El Richard Dos era el consentido de las mujeres. «Hay que tratarlas bien para que siempre regresen, a las casadas mucho mejor porque son más fieles», aconsejaba sosteniendo sus tijeras de estilista y viéndose en el espejo, como para decirlo a sí mismo que a los demás. Su negocio estaba sobre una concurrida calle de la Ramos llamada 106 y le daba un uso, principalmente, de centro de ligue, bar y hotel. Su labia vestida con camisas abombadas, pantalones de vestir y zapatos sin calcetines era el recelo de los maridos.

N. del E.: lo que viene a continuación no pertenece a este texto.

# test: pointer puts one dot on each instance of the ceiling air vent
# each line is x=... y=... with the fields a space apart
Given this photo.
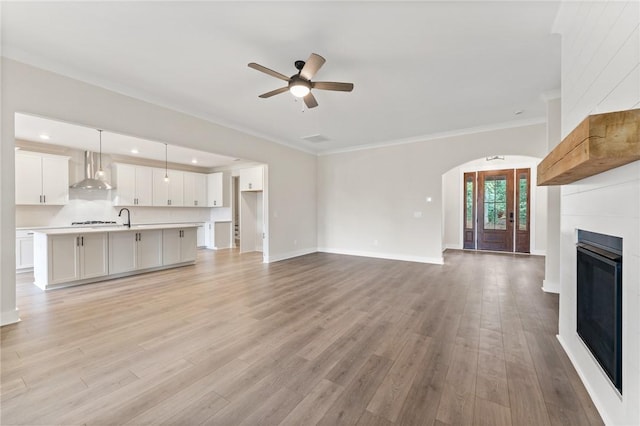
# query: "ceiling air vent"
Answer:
x=315 y=138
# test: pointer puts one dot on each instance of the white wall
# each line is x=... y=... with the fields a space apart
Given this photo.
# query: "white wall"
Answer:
x=601 y=73
x=453 y=207
x=551 y=282
x=291 y=179
x=367 y=198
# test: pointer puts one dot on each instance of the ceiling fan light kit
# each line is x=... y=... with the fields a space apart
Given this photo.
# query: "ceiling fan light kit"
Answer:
x=300 y=84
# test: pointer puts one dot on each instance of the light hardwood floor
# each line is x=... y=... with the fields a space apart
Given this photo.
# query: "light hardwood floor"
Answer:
x=320 y=339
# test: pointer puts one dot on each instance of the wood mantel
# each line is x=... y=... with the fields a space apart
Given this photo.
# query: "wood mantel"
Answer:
x=600 y=143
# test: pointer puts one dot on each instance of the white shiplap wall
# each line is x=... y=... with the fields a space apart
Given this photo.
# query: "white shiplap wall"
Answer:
x=601 y=73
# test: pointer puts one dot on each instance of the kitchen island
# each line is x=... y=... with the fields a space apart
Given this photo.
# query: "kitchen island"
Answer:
x=72 y=256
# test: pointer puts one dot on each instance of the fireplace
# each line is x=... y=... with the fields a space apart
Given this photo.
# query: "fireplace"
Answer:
x=599 y=300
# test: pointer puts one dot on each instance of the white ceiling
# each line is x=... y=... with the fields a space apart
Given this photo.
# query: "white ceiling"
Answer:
x=32 y=128
x=419 y=68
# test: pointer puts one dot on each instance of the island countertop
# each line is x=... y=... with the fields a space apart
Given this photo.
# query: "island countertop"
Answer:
x=115 y=228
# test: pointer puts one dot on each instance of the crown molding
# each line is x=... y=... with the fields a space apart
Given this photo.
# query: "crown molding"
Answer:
x=441 y=135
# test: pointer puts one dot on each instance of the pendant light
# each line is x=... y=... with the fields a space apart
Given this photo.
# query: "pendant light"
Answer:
x=100 y=175
x=166 y=170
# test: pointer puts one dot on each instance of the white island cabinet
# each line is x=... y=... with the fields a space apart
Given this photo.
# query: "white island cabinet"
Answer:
x=71 y=256
x=179 y=245
x=134 y=250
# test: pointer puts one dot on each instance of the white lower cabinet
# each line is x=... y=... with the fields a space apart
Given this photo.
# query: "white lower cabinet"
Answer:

Más de una vez lo encontraron acechando a esposas desatendidas y más de una ocasión logró escapar de una eminente golpiza.

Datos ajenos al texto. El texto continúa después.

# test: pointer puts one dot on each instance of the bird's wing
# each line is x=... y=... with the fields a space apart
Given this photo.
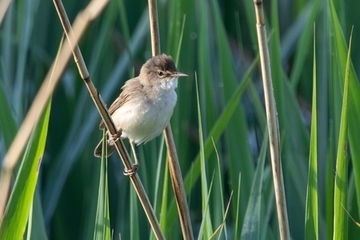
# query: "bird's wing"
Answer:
x=124 y=96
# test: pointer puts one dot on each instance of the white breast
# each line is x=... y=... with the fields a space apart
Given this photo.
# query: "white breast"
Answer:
x=142 y=120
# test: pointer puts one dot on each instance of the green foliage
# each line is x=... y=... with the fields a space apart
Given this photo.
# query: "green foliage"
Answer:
x=219 y=128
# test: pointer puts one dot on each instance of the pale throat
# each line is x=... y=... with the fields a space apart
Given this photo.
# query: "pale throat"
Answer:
x=169 y=84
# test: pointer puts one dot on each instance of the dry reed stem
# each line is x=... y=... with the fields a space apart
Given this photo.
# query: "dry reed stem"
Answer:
x=272 y=122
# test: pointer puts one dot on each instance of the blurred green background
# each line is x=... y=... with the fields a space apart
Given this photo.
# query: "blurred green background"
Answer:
x=215 y=43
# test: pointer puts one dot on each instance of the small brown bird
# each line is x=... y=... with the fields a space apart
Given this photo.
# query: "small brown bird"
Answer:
x=145 y=105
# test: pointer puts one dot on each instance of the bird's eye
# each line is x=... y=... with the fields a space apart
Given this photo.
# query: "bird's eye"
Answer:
x=161 y=73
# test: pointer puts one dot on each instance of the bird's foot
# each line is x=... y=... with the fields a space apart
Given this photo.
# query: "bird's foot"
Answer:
x=114 y=138
x=132 y=171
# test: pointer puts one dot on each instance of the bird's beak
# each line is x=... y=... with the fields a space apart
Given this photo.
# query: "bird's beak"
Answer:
x=178 y=74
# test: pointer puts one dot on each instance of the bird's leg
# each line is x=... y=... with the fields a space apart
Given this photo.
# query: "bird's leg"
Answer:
x=130 y=172
x=114 y=137
x=134 y=153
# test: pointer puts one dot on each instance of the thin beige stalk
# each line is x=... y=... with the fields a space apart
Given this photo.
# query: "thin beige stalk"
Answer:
x=119 y=145
x=174 y=166
x=272 y=122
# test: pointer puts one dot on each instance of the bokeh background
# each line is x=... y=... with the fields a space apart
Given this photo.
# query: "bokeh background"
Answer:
x=215 y=43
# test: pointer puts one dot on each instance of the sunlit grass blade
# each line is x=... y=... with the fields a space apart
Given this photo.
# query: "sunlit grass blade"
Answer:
x=102 y=220
x=215 y=133
x=205 y=193
x=252 y=222
x=341 y=177
x=312 y=202
x=7 y=121
x=21 y=198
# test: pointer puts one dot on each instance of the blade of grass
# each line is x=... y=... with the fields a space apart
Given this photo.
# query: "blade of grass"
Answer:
x=206 y=223
x=21 y=198
x=102 y=220
x=252 y=222
x=312 y=202
x=341 y=178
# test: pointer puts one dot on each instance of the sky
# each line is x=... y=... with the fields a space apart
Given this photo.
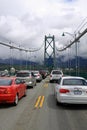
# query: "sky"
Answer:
x=26 y=22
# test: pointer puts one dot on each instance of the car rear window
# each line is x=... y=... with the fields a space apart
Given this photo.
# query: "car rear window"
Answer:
x=5 y=82
x=23 y=74
x=74 y=82
x=56 y=72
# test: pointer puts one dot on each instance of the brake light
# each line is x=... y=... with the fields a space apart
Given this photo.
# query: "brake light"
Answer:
x=64 y=90
x=7 y=91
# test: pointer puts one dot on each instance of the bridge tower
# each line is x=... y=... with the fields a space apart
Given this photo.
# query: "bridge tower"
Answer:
x=49 y=52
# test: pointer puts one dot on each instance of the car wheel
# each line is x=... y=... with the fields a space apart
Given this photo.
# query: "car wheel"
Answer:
x=16 y=100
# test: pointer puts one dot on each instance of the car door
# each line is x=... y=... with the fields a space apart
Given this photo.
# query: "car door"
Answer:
x=20 y=87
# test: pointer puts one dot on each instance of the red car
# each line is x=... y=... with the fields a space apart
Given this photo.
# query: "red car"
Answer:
x=11 y=90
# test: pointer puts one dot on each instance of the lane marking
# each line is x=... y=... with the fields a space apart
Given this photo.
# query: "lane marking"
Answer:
x=37 y=102
x=41 y=103
x=45 y=85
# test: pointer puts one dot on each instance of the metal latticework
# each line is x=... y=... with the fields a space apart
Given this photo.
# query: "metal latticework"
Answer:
x=49 y=51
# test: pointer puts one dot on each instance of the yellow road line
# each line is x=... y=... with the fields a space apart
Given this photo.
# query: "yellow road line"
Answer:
x=37 y=102
x=41 y=103
x=46 y=85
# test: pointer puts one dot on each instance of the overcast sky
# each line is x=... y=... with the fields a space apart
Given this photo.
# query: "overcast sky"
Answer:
x=26 y=22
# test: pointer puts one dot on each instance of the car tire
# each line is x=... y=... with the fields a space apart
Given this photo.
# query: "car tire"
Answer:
x=16 y=100
x=25 y=93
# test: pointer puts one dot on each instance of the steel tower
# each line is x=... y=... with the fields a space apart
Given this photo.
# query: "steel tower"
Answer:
x=49 y=51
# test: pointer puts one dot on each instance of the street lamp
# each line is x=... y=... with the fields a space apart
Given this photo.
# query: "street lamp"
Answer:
x=76 y=57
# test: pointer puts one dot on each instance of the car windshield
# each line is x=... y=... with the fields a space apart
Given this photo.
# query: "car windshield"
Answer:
x=74 y=82
x=5 y=82
x=23 y=74
x=56 y=72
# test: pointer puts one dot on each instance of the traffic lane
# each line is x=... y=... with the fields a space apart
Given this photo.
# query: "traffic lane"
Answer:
x=52 y=117
x=10 y=114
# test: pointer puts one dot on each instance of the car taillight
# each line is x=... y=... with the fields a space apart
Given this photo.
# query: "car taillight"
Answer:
x=7 y=91
x=64 y=90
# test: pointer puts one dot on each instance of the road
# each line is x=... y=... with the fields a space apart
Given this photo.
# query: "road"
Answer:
x=29 y=115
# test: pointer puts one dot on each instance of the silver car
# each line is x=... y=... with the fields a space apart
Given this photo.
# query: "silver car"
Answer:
x=27 y=76
x=72 y=90
x=55 y=75
x=38 y=76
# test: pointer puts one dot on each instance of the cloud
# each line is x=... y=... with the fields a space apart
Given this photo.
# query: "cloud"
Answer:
x=27 y=22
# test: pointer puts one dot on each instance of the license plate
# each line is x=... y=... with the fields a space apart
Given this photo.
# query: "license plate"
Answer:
x=77 y=92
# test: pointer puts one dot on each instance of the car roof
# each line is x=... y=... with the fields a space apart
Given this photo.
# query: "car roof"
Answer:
x=72 y=77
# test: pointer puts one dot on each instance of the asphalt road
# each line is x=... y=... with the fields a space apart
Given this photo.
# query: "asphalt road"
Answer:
x=38 y=111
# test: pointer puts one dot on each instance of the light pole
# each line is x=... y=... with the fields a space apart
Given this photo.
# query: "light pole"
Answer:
x=76 y=50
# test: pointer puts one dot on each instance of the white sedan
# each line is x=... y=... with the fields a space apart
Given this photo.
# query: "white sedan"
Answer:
x=71 y=90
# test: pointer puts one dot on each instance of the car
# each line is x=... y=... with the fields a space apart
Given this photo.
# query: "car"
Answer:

A principios de los 90 la Ramos Millán era una aldea indomable que se disputaban dos bandas llamadas Los Gandallas y Los Calmecas; su campo de enfrentamiento preferido era la calle donde se encuentra aún la secundaria 219. A la hora de la entrada y salida, piedras, palos, cadenas y puños completaban el ritual de enseñanza de los estudiantes que corrían a protegerse o sumarse a la batalla.
Al Richard anciano se lo llevó una camioneta según de un asilo una tarde en que los vecinos lo abandonaron a su suerte cuando ya no pudo caminar. Sólo vieron cómo dos hombres vestidos de enfermeros lo levantaron de la banqueta y lo subieron al vehículo en una camilla. En silencio. Al otro, no muy lejos de allí un comandante judicial le apuntaba con su arma en la cabeza en el cuarto barato de un hotel al encontrarlo con amante. Ese es justamente el principio de la caída de uno de los vendedores de libros usados que se pone junto a un árbol de la esquina de Avenida Cuauhtémoc, a unos metros de la calle Puebla, en la Roma. “Diosito me salvó de la muerte pero no de este dolor de estar en la miseria”, dice el fantasma de un hombre parado sobre la banqueta. Ya no tengo nada. Perdí todo. Así es la vida.